Have Data Will Travel - Microsoft & Stratature MDM Myths, and my Ultramarathon Shoes

Master Data Management (MDM) has been a problem since the first customer management systems were designed.  I remember maintaining a Broadbase/Kana system that utilized a 'deduping' process to unify multiple customer attributes into a single unique customer identifer.  Back then the process was cumbersome, unreliable, and generally messy.  Though Analysis Services provides a Unified Dimension Model (UDM) that supposedly provides a single view of your data, it still requires a clean relational data source.

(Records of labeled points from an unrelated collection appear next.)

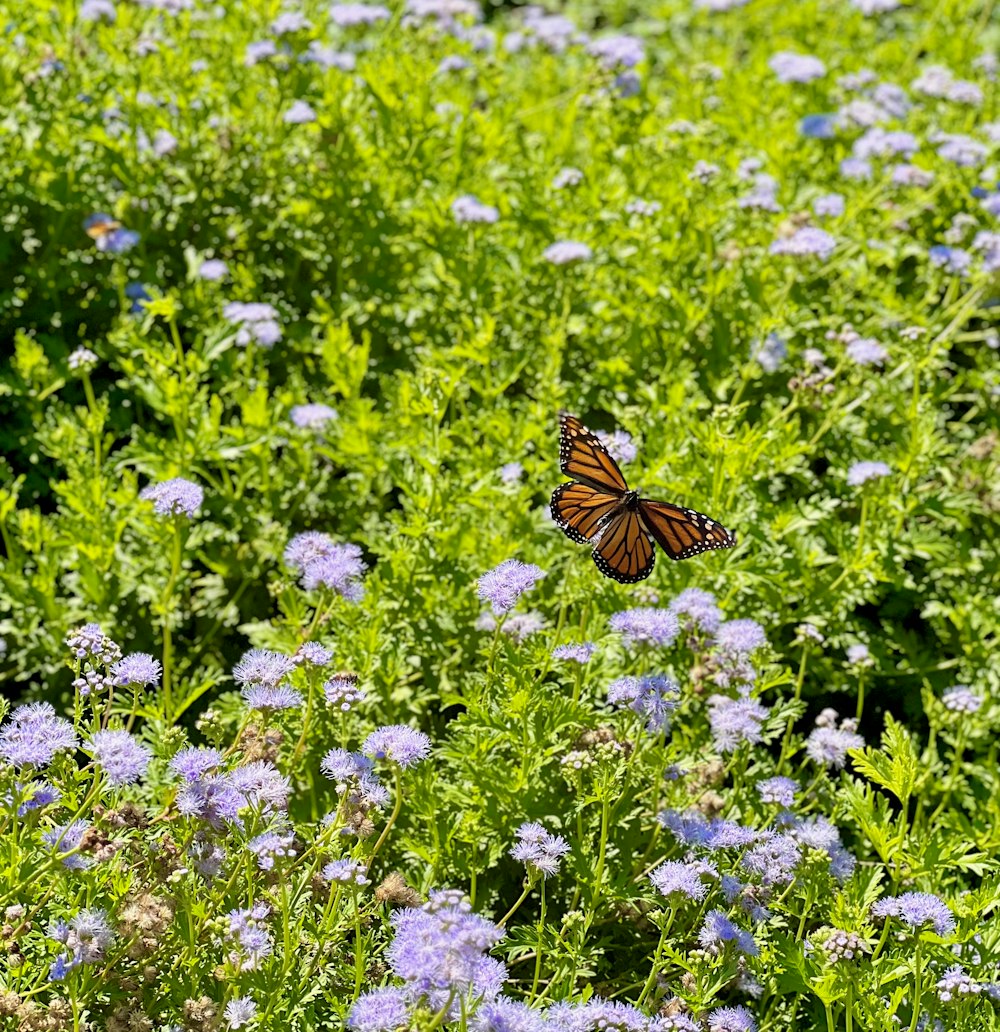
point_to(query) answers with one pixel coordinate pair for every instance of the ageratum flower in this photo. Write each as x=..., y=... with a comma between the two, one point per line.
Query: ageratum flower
x=778, y=789
x=917, y=909
x=792, y=67
x=861, y=473
x=120, y=755
x=646, y=625
x=736, y=1019
x=397, y=743
x=503, y=585
x=470, y=210
x=540, y=850
x=575, y=651
x=239, y=1011
x=173, y=497
x=34, y=734
x=807, y=240
x=138, y=668
x=961, y=699
x=675, y=878
x=567, y=253
x=718, y=932
x=652, y=697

Garbage in... Garbage out.

If we get accepted to the Technology Preview for MDM, I will see if MS has solved this problem with Microsoft MDM, or if this is just another BI/Data Management tool to add to the MS stack that seems to be getting more crowded every day.

Within OLAP data, hierarchies are a key feature, and keeping them clean and up to date can be tough.  One of the core problems with our last project was trying to understand how to best map and consolidate this chart of accounts into a single model from multiple sources.

Perhaps this does the trick?

For example, one of the things that most impressed us about the Stratature product is that they do a better job than just about anybody we have seen at managing hierarchies. When we talked to our internal IT people they said they were buying a copy of Stratature +EDM primarily for its hierarchy management capabilities because they found many people were spending a significant amount of time managing hierarchies in spreadsheets on their desktops and this not only lead to lots of duplication of effort but in some case could be error-prone if the wrong spreadsheet was used.

This information lead to quite a few statements that Stratature was only a hierarchy management system. Stratature is a very fully-featured MDM hub and hierarchy management – while it’s cool – it only a small part of what it does. Going back to the whispering analogy, this is like starting with a statement that I bought a pair of shoes because they had really cool laces and ending up with I bought a pair of shoe laces.

Source: Have Data Will Travel

Speaking of shoes, my wife got me a pair of North Face Endurus XCR BOAs last January on our LA vacation in Beverly Hills.  The coolest thing about them?  No laces to do up.

I read about them in a Wired article about Dean Karnazes on the plane to LA, and I thought they sounded amazing.  Dean's story is truly inspirational too.  It got me motivated to start running... or at least to get the gear for when I decide to. 

(I did walk over 200 blocks last weekend in New York, and I followed Dean's secrets to success (sleeping less, eating junk food and pushing your body to the point of death).  Not sure that I'll go running any 50 state marathons any time soon though.)

To tighten the shoes, you turn a knob on the back similar to a ski boot.  To loosen, you pull the knob. People tend to turn their heads to try and figure out what the heck you are doing with your clicking shoes, until I tell them the laces are stainless steel.  Yes they're geeky, but at least they're sports-geeky.

It still appears to be a V1 product. There are some glaring defects that I was a bit bothered about, though I haven't bothered to call the company about them.  After about 1 month, the rubber washer on the back dial on the back broke, making turning the knob a bit harder on the fingers. These things are no good with pants, as they catch annoyingly on them. 

A few days ago, I noticed that the tensioner on the back started to skip as if it was stripped.  For the most expensive shoes I have ever owned, I am getting the same experience I would expect with a high-performance British race car - low reliability.

My fault for believing I would become an Ultra Marathon man like Dean Karnazes, just by stepping in his shoes.  They are really comfortable though, they're a conversation piece, and they never come undone. 

And since he's #27 on the list of Time's World's 100 Most Influential People, I shouldn't feel too bad.  Is it the shoes, Dean?

So yes, I did end up buying a pair of really cool laces wrapped in a shoe.